Jeremy R. Haupt’s filing for Kauai County Council widened a race that is already starting to take shape around the island’s most immediate pressures: housing, roads, land use and public safety spending. His nomination papers were filed April 23, putting another name into the 2026 Primary Election for one of the county’s seven council seats.
That matters because the Kauai County Council is the legislative branch of the County of Kauai, and all seven members are elected at the same time to two-year terms. Whoever wins will help decide budgets and priorities that reach into daily life in Līhue, Kapaa, Kōloa, Hanapēpē and beyond, from infrastructure repairs to how the county responds to cost-of-living strain.
Haupt’s entry comes during the filing period that opened Feb. 2 and runs through June 2 at 4:30 p.m. The primary is scheduled for Aug. 8, with the general election set for Nov. 3. The state Office of Elections said its candidate report, updated Monday through Friday after 4:30 p.m., was last updated April 28, placing Haupt’s filing squarely in the middle of an active candidate season.
The race had already begun to expand before Haupt filed. Earlier April coverage showed other council hopefuls entering the contest, including Kalaniumi Martin, Michelle Kaleiohi Correa, Dane Smith, Herman K. Wilson and Nelson Mukai. That early list suggests the 2026 council contest is not likely to be a quiet one, especially if more candidates keep filing before the June deadline.

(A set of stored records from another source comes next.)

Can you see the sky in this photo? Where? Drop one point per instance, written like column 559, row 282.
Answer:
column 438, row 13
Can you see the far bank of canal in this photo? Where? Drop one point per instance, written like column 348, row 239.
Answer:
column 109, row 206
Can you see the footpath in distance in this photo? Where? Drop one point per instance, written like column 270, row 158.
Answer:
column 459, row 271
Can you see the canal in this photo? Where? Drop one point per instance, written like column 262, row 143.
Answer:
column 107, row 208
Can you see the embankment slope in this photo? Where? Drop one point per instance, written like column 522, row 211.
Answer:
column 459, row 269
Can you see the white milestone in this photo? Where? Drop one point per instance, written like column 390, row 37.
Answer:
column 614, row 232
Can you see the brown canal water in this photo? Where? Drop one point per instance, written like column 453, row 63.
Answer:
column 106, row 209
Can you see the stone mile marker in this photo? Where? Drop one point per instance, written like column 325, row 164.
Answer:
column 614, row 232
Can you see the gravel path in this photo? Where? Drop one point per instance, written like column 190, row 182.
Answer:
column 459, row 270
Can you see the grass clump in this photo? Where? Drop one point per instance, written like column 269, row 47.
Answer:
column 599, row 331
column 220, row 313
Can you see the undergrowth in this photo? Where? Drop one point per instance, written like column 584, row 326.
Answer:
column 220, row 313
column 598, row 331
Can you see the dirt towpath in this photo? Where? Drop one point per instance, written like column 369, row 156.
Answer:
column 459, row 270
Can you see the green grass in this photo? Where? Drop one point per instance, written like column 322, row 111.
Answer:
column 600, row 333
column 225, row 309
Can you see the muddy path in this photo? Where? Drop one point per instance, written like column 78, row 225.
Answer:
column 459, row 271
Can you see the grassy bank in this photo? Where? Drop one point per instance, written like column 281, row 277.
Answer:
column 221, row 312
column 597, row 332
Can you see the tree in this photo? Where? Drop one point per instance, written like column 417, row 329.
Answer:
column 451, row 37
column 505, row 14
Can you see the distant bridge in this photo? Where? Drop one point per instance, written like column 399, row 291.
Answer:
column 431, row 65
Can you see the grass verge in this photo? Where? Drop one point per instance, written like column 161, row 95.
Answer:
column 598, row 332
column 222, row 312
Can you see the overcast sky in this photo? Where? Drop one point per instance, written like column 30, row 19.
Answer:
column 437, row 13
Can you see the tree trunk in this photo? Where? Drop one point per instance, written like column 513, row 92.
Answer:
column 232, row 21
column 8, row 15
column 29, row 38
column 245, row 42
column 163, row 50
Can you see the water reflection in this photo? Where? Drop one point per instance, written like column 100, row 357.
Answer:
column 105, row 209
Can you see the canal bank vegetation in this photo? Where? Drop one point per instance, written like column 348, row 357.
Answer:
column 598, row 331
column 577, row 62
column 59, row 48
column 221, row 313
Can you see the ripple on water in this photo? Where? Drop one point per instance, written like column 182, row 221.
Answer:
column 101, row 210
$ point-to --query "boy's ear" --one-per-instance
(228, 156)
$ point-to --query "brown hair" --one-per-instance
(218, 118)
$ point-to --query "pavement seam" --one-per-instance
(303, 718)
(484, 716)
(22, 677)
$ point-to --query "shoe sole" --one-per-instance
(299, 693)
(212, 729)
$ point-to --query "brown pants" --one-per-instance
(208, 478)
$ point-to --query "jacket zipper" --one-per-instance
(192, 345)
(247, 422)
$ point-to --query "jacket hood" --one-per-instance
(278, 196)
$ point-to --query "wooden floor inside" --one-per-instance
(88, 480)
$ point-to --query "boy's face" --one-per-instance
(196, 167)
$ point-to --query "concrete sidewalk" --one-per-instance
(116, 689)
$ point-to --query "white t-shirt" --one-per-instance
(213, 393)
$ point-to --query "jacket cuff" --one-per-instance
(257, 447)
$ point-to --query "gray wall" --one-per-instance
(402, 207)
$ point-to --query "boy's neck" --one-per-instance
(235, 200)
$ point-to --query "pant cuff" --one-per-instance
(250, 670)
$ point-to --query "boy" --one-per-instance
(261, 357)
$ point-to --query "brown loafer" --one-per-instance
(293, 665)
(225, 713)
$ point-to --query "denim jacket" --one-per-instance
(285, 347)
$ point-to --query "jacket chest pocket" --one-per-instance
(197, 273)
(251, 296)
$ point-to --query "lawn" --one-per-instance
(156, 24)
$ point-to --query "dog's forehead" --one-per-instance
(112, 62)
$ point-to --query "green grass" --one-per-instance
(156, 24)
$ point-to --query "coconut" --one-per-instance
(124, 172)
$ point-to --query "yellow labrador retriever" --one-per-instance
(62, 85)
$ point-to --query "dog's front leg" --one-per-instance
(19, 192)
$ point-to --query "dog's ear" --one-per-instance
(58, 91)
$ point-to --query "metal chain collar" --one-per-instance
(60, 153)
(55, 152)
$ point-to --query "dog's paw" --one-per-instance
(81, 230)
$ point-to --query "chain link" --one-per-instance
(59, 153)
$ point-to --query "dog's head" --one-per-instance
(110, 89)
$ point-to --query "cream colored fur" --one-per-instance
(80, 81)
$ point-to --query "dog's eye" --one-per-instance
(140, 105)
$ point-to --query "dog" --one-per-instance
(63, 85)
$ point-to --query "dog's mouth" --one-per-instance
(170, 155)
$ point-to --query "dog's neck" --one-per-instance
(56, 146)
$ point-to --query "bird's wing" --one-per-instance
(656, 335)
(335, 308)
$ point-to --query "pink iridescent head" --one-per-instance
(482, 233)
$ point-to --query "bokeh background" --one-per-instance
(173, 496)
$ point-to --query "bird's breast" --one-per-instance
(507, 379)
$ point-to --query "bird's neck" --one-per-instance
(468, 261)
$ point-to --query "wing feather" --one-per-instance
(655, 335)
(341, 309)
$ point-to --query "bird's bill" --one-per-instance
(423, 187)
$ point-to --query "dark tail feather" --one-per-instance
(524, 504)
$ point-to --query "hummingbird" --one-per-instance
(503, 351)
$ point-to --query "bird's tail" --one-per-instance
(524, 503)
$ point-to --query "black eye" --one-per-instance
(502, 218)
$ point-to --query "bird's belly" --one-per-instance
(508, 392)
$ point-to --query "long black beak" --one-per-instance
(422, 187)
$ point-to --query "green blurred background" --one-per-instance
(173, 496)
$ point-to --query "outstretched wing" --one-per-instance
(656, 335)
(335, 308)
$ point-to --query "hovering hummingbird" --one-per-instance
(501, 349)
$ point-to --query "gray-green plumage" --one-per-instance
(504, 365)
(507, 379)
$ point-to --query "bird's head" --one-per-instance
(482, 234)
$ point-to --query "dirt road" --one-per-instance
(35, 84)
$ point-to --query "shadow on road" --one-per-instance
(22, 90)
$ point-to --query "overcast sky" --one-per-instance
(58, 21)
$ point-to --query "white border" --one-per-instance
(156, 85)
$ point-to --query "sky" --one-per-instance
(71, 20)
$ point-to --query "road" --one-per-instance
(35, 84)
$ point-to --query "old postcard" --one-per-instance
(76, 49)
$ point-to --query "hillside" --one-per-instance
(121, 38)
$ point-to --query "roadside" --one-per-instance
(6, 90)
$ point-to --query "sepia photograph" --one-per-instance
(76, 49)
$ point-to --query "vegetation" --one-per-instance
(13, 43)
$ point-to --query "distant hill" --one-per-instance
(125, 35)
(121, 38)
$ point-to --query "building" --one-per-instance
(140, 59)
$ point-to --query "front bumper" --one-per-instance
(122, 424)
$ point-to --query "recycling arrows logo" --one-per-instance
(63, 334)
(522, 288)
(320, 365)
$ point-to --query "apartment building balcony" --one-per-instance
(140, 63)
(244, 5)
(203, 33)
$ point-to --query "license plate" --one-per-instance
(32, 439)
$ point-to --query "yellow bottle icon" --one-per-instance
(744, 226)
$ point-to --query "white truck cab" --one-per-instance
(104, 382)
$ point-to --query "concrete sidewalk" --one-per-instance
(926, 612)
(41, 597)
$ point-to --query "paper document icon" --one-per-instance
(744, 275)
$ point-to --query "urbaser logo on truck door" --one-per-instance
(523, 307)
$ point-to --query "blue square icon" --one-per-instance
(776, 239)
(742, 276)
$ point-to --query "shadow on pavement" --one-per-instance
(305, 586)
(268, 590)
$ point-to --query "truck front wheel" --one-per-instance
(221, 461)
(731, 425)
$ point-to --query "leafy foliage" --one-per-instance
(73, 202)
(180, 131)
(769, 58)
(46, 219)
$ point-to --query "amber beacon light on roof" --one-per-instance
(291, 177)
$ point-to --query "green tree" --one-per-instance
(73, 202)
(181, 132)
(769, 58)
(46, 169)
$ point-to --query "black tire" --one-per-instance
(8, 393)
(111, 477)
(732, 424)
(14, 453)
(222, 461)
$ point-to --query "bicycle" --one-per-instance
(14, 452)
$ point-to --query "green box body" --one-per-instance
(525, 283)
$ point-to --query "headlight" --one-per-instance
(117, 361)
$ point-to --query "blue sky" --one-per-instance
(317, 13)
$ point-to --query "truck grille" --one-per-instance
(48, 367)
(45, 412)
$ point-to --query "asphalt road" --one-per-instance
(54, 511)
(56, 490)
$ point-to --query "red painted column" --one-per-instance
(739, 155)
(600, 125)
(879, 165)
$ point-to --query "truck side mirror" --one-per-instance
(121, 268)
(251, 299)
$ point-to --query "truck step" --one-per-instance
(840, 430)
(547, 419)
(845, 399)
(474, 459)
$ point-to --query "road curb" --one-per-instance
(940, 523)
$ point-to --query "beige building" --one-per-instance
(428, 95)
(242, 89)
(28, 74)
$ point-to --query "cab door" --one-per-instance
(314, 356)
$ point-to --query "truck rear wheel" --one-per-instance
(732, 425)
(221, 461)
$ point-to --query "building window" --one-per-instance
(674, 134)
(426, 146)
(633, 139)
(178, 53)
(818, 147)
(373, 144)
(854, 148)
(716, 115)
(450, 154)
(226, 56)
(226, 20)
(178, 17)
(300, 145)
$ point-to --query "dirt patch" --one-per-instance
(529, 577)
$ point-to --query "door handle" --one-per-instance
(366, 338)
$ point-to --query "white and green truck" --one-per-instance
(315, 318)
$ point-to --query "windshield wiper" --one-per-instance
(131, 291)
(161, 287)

The filing also fits a larger political picture. In a July 2023 opinion piece, Gary Hooser wrote that 2026 could bring at least three, and possibly four, open Kauai County Council seats because of term limits and possible mayoral bids. If that projection holds, the field could become both more crowded and more defined, with candidates pressed to separate themselves on the issues that hit island households most directly.
For county voters, Haupt’s candidacy is less about a single paper filing than about what it signals: another step toward a council race where the fight over who speaks for Kauai may increasingly center on the cost of living, the pace of public works, and whether the county can move faster on the problems residents see every day.